The Centre on Wednesday gave Virtual Private Network (VPN) service providers an ultimatum — abide by the law of the land, or stop doing business in India. But it is easier said than done as some operators claim they are covered by laws of other countries and India may find it hard to ensure compliance from them.
"There is no opportunity for somebody to say they will not follow the rules and laws of India ... if you are a VPN and want to be anonymous and hide ... and you don't want to (abide) by these rules, then frankly, to pull out (of India) is the only (option) you have," Minister of State for Electronics and Information Technology Rajeev Chandrasekhar said while addressing a press conference on Wesdnesday. "If you can't maintain (user data), then (India) is not a good place to do business," Chandrasekhar said.

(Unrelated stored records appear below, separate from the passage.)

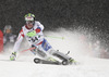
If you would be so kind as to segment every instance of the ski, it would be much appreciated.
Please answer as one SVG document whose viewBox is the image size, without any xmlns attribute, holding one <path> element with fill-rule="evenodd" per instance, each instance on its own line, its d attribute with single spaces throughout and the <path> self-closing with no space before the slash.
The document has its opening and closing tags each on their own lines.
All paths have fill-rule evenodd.
<svg viewBox="0 0 109 77">
<path fill-rule="evenodd" d="M 43 59 L 39 59 L 39 57 L 35 57 L 35 59 L 34 59 L 34 62 L 35 62 L 36 64 L 61 65 L 61 62 L 59 62 L 59 61 L 52 62 L 52 61 L 47 61 L 47 60 L 43 60 Z"/>
</svg>

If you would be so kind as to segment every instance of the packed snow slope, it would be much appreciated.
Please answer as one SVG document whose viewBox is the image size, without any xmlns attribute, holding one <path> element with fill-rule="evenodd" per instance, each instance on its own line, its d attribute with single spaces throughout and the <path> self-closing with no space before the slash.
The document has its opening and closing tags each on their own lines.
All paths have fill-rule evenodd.
<svg viewBox="0 0 109 77">
<path fill-rule="evenodd" d="M 8 49 L 9 51 L 0 53 L 0 77 L 109 77 L 109 60 L 95 57 L 82 33 L 59 30 L 46 31 L 46 39 L 60 52 L 71 51 L 69 55 L 80 64 L 66 66 L 35 64 L 33 62 L 35 56 L 29 51 L 19 52 L 16 61 L 10 61 L 12 49 Z M 22 51 L 29 47 L 22 43 L 21 48 Z"/>
</svg>

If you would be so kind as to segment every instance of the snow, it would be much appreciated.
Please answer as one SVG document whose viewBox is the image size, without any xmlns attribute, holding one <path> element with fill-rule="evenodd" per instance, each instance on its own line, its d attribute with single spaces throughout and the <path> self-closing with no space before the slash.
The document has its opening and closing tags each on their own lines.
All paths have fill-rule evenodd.
<svg viewBox="0 0 109 77">
<path fill-rule="evenodd" d="M 64 34 L 63 34 L 64 33 Z M 94 57 L 86 42 L 80 40 L 81 34 L 69 30 L 58 33 L 46 31 L 46 35 L 64 37 L 64 39 L 47 38 L 56 50 L 63 53 L 71 51 L 77 65 L 41 65 L 33 62 L 29 52 L 19 53 L 16 61 L 10 61 L 11 52 L 0 53 L 0 77 L 109 77 L 109 60 Z"/>
</svg>

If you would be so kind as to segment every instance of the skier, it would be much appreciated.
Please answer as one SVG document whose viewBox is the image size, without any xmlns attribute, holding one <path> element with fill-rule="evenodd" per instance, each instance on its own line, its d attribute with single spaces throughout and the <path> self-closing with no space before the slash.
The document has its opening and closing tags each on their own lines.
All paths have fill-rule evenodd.
<svg viewBox="0 0 109 77">
<path fill-rule="evenodd" d="M 16 35 L 12 31 L 11 25 L 5 25 L 3 29 L 3 51 L 10 51 L 10 49 L 13 49 L 14 42 L 16 40 Z"/>
<path fill-rule="evenodd" d="M 12 34 L 12 27 L 11 27 L 11 25 L 5 25 L 3 34 L 4 34 L 3 35 L 3 43 L 4 43 L 4 46 L 8 42 L 12 42 L 12 43 L 15 42 L 16 35 Z"/>
<path fill-rule="evenodd" d="M 34 48 L 35 50 L 32 50 L 34 54 L 38 54 L 45 60 L 49 60 L 50 55 L 55 55 L 61 60 L 66 60 L 70 64 L 73 63 L 73 59 L 59 52 L 56 51 L 45 39 L 43 30 L 44 26 L 40 24 L 38 21 L 35 21 L 35 15 L 32 13 L 28 13 L 25 15 L 25 22 L 26 24 L 22 27 L 17 40 L 14 44 L 13 52 L 10 56 L 11 61 L 14 61 L 16 57 L 16 52 L 20 48 L 20 44 L 25 37 L 26 40 L 29 42 L 29 44 Z M 53 61 L 53 60 L 52 60 Z"/>
</svg>

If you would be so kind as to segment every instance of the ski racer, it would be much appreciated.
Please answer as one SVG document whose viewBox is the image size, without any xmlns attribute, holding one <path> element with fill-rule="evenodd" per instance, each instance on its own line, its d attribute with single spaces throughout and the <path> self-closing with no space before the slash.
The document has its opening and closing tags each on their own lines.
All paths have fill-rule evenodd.
<svg viewBox="0 0 109 77">
<path fill-rule="evenodd" d="M 14 43 L 16 39 L 16 35 L 12 34 L 12 26 L 11 25 L 5 25 L 4 30 L 3 30 L 3 43 L 4 46 L 8 42 Z"/>
<path fill-rule="evenodd" d="M 13 52 L 10 56 L 11 61 L 14 61 L 16 57 L 16 52 L 19 51 L 20 44 L 25 37 L 28 43 L 32 47 L 35 47 L 35 50 L 32 50 L 34 54 L 38 54 L 45 60 L 49 60 L 49 55 L 55 55 L 61 60 L 66 60 L 70 64 L 73 63 L 73 59 L 56 51 L 45 39 L 43 30 L 44 25 L 40 24 L 38 21 L 35 21 L 35 15 L 32 13 L 28 13 L 25 15 L 25 22 L 26 24 L 22 27 L 17 40 L 14 44 Z M 52 60 L 53 61 L 53 60 Z"/>
</svg>

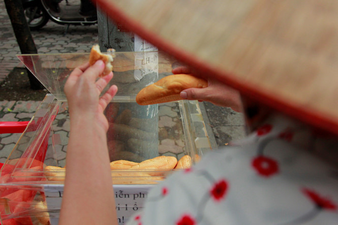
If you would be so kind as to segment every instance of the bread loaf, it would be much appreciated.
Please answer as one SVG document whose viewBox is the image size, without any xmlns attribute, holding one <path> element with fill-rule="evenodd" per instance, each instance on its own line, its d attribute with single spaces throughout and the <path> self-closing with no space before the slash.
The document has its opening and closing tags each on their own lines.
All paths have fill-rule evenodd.
<svg viewBox="0 0 338 225">
<path fill-rule="evenodd" d="M 44 171 L 47 180 L 53 181 L 63 181 L 66 177 L 66 169 L 62 167 L 47 166 Z"/>
<path fill-rule="evenodd" d="M 188 74 L 167 76 L 141 89 L 136 95 L 136 102 L 141 105 L 151 105 L 181 100 L 179 93 L 192 87 L 208 86 L 205 80 Z"/>
<path fill-rule="evenodd" d="M 138 164 L 133 166 L 131 170 L 174 169 L 177 163 L 177 159 L 173 156 L 161 156 L 145 160 Z"/>
<path fill-rule="evenodd" d="M 133 166 L 137 165 L 137 163 L 127 160 L 116 160 L 110 163 L 111 170 L 127 170 Z"/>
<path fill-rule="evenodd" d="M 98 60 L 102 60 L 105 62 L 106 68 L 105 68 L 103 73 L 100 75 L 100 77 L 104 77 L 108 75 L 109 73 L 113 71 L 113 65 L 112 63 L 114 60 L 113 58 L 112 53 L 115 52 L 113 49 L 109 49 L 107 50 L 108 52 L 111 52 L 112 54 L 104 54 L 101 52 L 100 50 L 100 46 L 99 45 L 95 45 L 91 47 L 90 50 L 90 54 L 89 54 L 89 65 L 93 66 Z"/>
<path fill-rule="evenodd" d="M 188 169 L 191 167 L 191 157 L 189 155 L 183 155 L 179 159 L 175 169 Z"/>
</svg>

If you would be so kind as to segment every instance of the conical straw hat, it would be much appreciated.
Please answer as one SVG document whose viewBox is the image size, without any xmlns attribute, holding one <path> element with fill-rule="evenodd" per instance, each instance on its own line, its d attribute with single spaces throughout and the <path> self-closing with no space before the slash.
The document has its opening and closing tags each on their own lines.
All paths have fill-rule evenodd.
<svg viewBox="0 0 338 225">
<path fill-rule="evenodd" d="M 338 134 L 338 1 L 97 2 L 159 49 Z"/>
</svg>

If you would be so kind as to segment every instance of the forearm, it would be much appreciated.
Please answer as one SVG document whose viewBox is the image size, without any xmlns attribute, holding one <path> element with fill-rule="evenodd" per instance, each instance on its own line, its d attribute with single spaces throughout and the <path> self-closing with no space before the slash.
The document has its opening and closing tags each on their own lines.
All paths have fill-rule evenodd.
<svg viewBox="0 0 338 225">
<path fill-rule="evenodd" d="M 61 224 L 117 223 L 106 134 L 95 121 L 71 119 Z"/>
</svg>

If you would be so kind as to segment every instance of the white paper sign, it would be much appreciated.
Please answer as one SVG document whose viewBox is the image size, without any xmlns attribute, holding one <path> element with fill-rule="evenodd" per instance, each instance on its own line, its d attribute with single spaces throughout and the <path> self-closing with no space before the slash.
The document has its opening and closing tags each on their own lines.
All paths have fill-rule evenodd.
<svg viewBox="0 0 338 225">
<path fill-rule="evenodd" d="M 143 52 L 136 53 L 134 78 L 139 81 L 144 75 L 151 73 L 156 73 L 158 76 L 159 53 L 146 52 L 157 51 L 157 48 L 136 35 L 134 36 L 134 44 L 135 52 Z"/>
<path fill-rule="evenodd" d="M 119 225 L 124 224 L 136 212 L 143 208 L 148 191 L 153 186 L 153 185 L 145 184 L 113 185 L 115 208 Z M 57 225 L 64 185 L 46 185 L 44 191 L 51 224 Z"/>
</svg>

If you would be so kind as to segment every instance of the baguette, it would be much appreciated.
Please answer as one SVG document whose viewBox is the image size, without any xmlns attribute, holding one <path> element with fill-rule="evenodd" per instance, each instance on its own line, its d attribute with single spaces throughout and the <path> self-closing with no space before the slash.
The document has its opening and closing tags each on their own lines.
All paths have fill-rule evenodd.
<svg viewBox="0 0 338 225">
<path fill-rule="evenodd" d="M 89 65 L 93 66 L 99 59 L 102 60 L 105 62 L 106 67 L 102 74 L 100 75 L 100 77 L 104 77 L 108 75 L 109 73 L 113 71 L 113 65 L 112 63 L 114 60 L 113 58 L 113 53 L 115 51 L 112 48 L 110 48 L 107 51 L 109 53 L 104 54 L 101 52 L 100 50 L 100 46 L 99 45 L 95 45 L 91 47 L 90 50 L 90 54 L 89 54 Z"/>
<path fill-rule="evenodd" d="M 137 164 L 137 163 L 127 160 L 116 160 L 110 163 L 110 169 L 127 170 Z"/>
<path fill-rule="evenodd" d="M 175 169 L 188 169 L 191 167 L 191 157 L 186 155 L 182 156 L 177 162 Z"/>
<path fill-rule="evenodd" d="M 174 169 L 177 164 L 177 159 L 173 156 L 161 156 L 145 160 L 130 168 L 131 170 Z"/>
<path fill-rule="evenodd" d="M 48 180 L 63 181 L 66 177 L 66 169 L 62 167 L 47 166 L 45 168 L 44 174 Z"/>
<path fill-rule="evenodd" d="M 183 90 L 207 86 L 207 81 L 191 75 L 167 76 L 141 89 L 136 95 L 136 102 L 146 105 L 182 100 L 179 93 Z"/>
</svg>

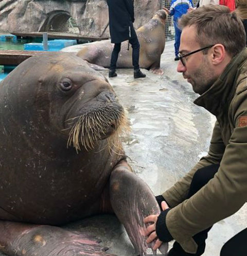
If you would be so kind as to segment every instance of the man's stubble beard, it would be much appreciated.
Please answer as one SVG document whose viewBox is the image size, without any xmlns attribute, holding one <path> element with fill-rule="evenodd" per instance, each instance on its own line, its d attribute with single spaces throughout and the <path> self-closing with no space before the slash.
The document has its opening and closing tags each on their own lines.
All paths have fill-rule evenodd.
<svg viewBox="0 0 247 256">
<path fill-rule="evenodd" d="M 205 56 L 200 66 L 190 76 L 193 91 L 200 95 L 207 91 L 217 80 L 214 74 L 214 69 Z"/>
</svg>

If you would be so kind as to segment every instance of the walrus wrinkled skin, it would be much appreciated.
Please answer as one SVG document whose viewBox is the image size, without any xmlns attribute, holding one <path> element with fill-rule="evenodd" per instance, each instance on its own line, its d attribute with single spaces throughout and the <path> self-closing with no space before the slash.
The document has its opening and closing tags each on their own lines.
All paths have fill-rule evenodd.
<svg viewBox="0 0 247 256">
<path fill-rule="evenodd" d="M 160 10 L 147 24 L 136 30 L 140 43 L 139 65 L 143 69 L 150 70 L 154 74 L 161 75 L 161 55 L 166 42 L 165 25 L 167 13 Z M 128 41 L 121 43 L 118 55 L 117 68 L 132 68 L 132 50 L 128 50 Z M 110 40 L 95 42 L 85 44 L 77 55 L 82 59 L 97 66 L 109 67 L 111 56 L 114 44 Z M 93 67 L 93 66 L 91 66 Z"/>
<path fill-rule="evenodd" d="M 145 253 L 143 218 L 160 210 L 127 162 L 118 138 L 128 119 L 103 76 L 69 54 L 41 54 L 0 83 L 0 110 L 1 251 L 109 255 L 55 226 L 114 212 Z"/>
</svg>

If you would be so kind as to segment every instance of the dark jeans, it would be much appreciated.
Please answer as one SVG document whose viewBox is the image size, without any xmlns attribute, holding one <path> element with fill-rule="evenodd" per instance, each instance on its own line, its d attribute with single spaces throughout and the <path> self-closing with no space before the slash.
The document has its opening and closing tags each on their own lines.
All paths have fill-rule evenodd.
<svg viewBox="0 0 247 256">
<path fill-rule="evenodd" d="M 193 177 L 187 198 L 189 198 L 196 194 L 214 178 L 214 176 L 218 172 L 219 167 L 219 164 L 214 164 L 199 169 Z M 207 238 L 207 233 L 211 228 L 211 227 L 193 236 L 193 238 L 198 245 L 196 253 L 186 252 L 180 245 L 175 241 L 173 247 L 169 252 L 168 256 L 199 256 L 202 255 L 205 250 L 205 240 Z M 246 241 L 247 228 L 236 234 L 224 245 L 220 252 L 220 256 L 246 256 Z"/>
<path fill-rule="evenodd" d="M 139 55 L 140 53 L 140 44 L 138 41 L 137 37 L 130 39 L 130 43 L 132 47 L 132 64 L 134 66 L 134 70 L 138 71 L 140 69 L 139 66 Z M 111 58 L 111 64 L 110 69 L 111 70 L 116 70 L 118 54 L 121 49 L 121 43 L 114 44 L 114 48 L 112 53 Z"/>
<path fill-rule="evenodd" d="M 243 24 L 244 26 L 244 29 L 245 30 L 245 33 L 247 36 L 247 20 L 243 20 Z M 246 41 L 246 45 L 247 45 L 247 40 Z"/>
</svg>

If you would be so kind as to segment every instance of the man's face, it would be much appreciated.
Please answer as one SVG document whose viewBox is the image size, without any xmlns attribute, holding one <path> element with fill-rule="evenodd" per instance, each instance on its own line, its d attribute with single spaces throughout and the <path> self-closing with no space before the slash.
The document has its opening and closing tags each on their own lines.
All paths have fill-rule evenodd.
<svg viewBox="0 0 247 256">
<path fill-rule="evenodd" d="M 194 26 L 185 27 L 181 34 L 180 53 L 183 55 L 202 48 L 196 39 Z M 210 48 L 207 49 L 208 54 Z M 202 94 L 217 80 L 209 54 L 201 51 L 183 58 L 185 66 L 179 61 L 177 71 L 183 73 L 185 79 L 191 84 L 196 93 Z"/>
</svg>

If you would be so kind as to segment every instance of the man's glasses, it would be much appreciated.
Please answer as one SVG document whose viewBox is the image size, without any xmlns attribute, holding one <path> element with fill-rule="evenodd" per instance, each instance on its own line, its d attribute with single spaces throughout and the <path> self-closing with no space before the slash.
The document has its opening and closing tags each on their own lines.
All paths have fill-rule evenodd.
<svg viewBox="0 0 247 256">
<path fill-rule="evenodd" d="M 185 66 L 185 63 L 184 62 L 184 60 L 183 59 L 183 58 L 184 58 L 185 57 L 189 56 L 189 55 L 191 55 L 191 54 L 194 54 L 196 53 L 198 53 L 198 52 L 201 52 L 201 50 L 205 50 L 205 49 L 207 49 L 208 48 L 211 48 L 211 47 L 214 46 L 215 45 L 215 44 L 213 44 L 212 45 L 209 45 L 209 46 L 206 46 L 204 47 L 203 48 L 201 48 L 200 49 L 198 49 L 197 50 L 194 50 L 193 52 L 191 52 L 190 53 L 189 53 L 188 54 L 184 54 L 182 55 L 181 54 L 179 54 L 179 56 L 178 57 L 176 57 L 175 58 L 175 60 L 181 60 L 182 64 Z"/>
</svg>

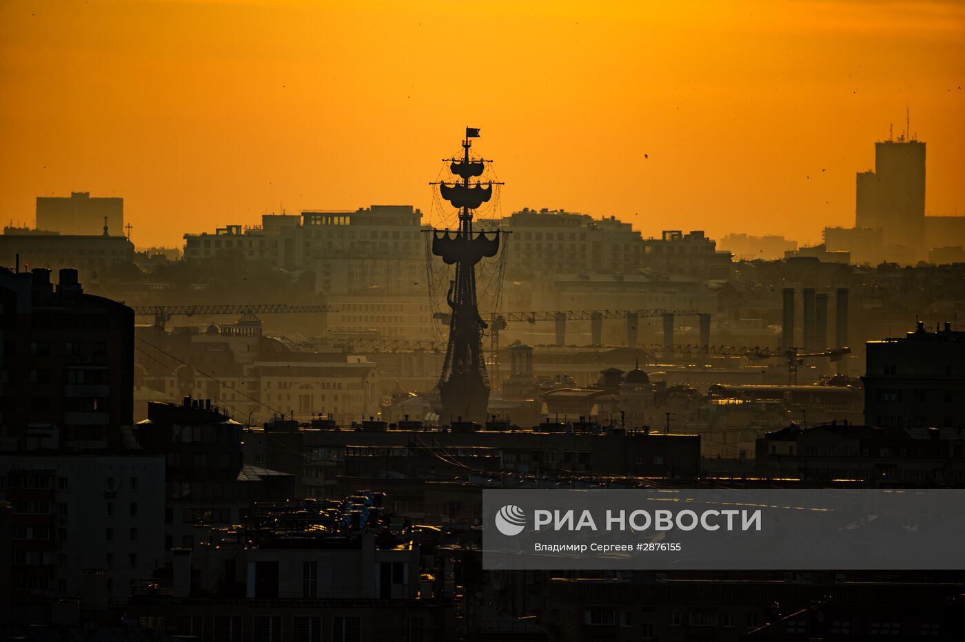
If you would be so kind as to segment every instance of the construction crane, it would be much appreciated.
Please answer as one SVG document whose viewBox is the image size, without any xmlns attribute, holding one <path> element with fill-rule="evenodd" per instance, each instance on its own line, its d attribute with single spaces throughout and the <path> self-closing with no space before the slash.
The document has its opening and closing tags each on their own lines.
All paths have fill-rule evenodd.
<svg viewBox="0 0 965 642">
<path fill-rule="evenodd" d="M 798 348 L 784 349 L 784 356 L 787 360 L 787 383 L 797 384 L 797 366 L 804 364 L 805 359 L 814 359 L 827 357 L 832 361 L 841 361 L 844 355 L 850 355 L 851 348 L 833 348 L 824 352 L 798 352 Z"/>
<path fill-rule="evenodd" d="M 337 312 L 329 306 L 290 306 L 288 304 L 199 304 L 187 306 L 131 306 L 137 316 L 153 316 L 154 327 L 163 330 L 172 316 L 195 314 L 287 314 L 290 312 Z"/>
<path fill-rule="evenodd" d="M 372 352 L 445 352 L 443 341 L 420 341 L 417 339 L 391 339 L 370 337 L 336 337 L 313 339 L 319 345 L 331 345 L 351 350 Z"/>
</svg>

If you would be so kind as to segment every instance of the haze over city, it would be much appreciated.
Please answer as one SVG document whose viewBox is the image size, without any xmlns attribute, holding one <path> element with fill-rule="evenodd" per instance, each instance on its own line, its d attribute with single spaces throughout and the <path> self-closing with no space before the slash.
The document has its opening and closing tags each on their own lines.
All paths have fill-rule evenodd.
<svg viewBox="0 0 965 642">
<path fill-rule="evenodd" d="M 925 211 L 965 212 L 959 3 L 13 0 L 0 69 L 5 225 L 89 190 L 124 197 L 139 247 L 283 208 L 427 212 L 467 124 L 504 213 L 812 243 L 852 225 L 907 108 Z"/>
</svg>

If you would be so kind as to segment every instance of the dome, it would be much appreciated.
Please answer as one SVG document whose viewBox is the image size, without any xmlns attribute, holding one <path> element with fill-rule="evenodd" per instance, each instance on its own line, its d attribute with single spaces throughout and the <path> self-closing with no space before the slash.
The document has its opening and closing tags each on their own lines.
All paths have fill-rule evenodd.
<svg viewBox="0 0 965 642">
<path fill-rule="evenodd" d="M 649 386 L 650 378 L 640 368 L 634 368 L 626 373 L 623 384 L 626 386 Z"/>
</svg>

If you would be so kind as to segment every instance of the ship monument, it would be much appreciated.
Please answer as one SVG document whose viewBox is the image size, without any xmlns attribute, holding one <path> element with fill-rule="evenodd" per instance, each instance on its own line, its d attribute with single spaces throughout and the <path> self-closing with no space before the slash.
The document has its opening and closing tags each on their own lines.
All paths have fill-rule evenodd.
<svg viewBox="0 0 965 642">
<path fill-rule="evenodd" d="M 483 257 L 499 253 L 500 230 L 476 231 L 473 229 L 474 210 L 487 202 L 493 195 L 493 186 L 503 183 L 482 180 L 486 163 L 491 161 L 470 157 L 472 139 L 479 138 L 480 130 L 466 127 L 460 157 L 447 158 L 450 180 L 432 183 L 437 185 L 445 201 L 458 211 L 457 229 L 432 228 L 432 254 L 455 266 L 449 283 L 446 303 L 451 312 L 446 359 L 439 376 L 439 420 L 455 421 L 486 420 L 489 402 L 489 378 L 486 375 L 485 357 L 482 352 L 482 334 L 487 324 L 480 316 L 476 298 L 476 266 Z"/>
</svg>

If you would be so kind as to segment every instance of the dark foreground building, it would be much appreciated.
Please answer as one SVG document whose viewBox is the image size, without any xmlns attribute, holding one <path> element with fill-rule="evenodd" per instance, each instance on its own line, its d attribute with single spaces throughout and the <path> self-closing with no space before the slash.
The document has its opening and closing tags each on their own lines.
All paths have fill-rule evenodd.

The ministry on Wednesday issued a booklet of frequently asked questions on the cybersecurity directions issued on April 28 by the Indian Computer Emergency Response Team (CERT-In) — the cybersecurity watchdog under the Ministry of Electronics and Information Technology.
The minister was responding to a question on VPN operators expressing concerns about the April 28 directions, under which, VPN service providers, among others, must maintain a database of customers or users for a rolling period of 180 days — up to five years in some cases — and share the data with the government as and when asked.
This spread a sense of disquiet among VPN providers and users, who feel that the whole point of a VPN service is lost if a database is maintained and shared with the government. As per a report by The Economic Times, there are 270 million active VPN users in India, while a 2021 analysis
by global VPN provider Atlas showed that VPN installs reached 348.7 million in the first half of 2021.
Nord VPN said it would rather pull out of India than compromise its users' privacy, while Surfshark VPN said it was evaulating its options as it has a strict no-logs policy.
“We are committed to protecting the privacy of our customers therefore, we may remove our servers from India if no other options are left,” Patricija Cerniauskaite, spokesperson for Nord VPN’s parent company, Nord Security, was quoted in media reports.
Meanwhile, in an email response to a query sent by CNBC-TV18, Gytis Malinauskas, the head of Surfshark's legal department, said, "Surfshark has a strict no-logs policy, which means that we don’t collect or share our customer browsing data or any usage information."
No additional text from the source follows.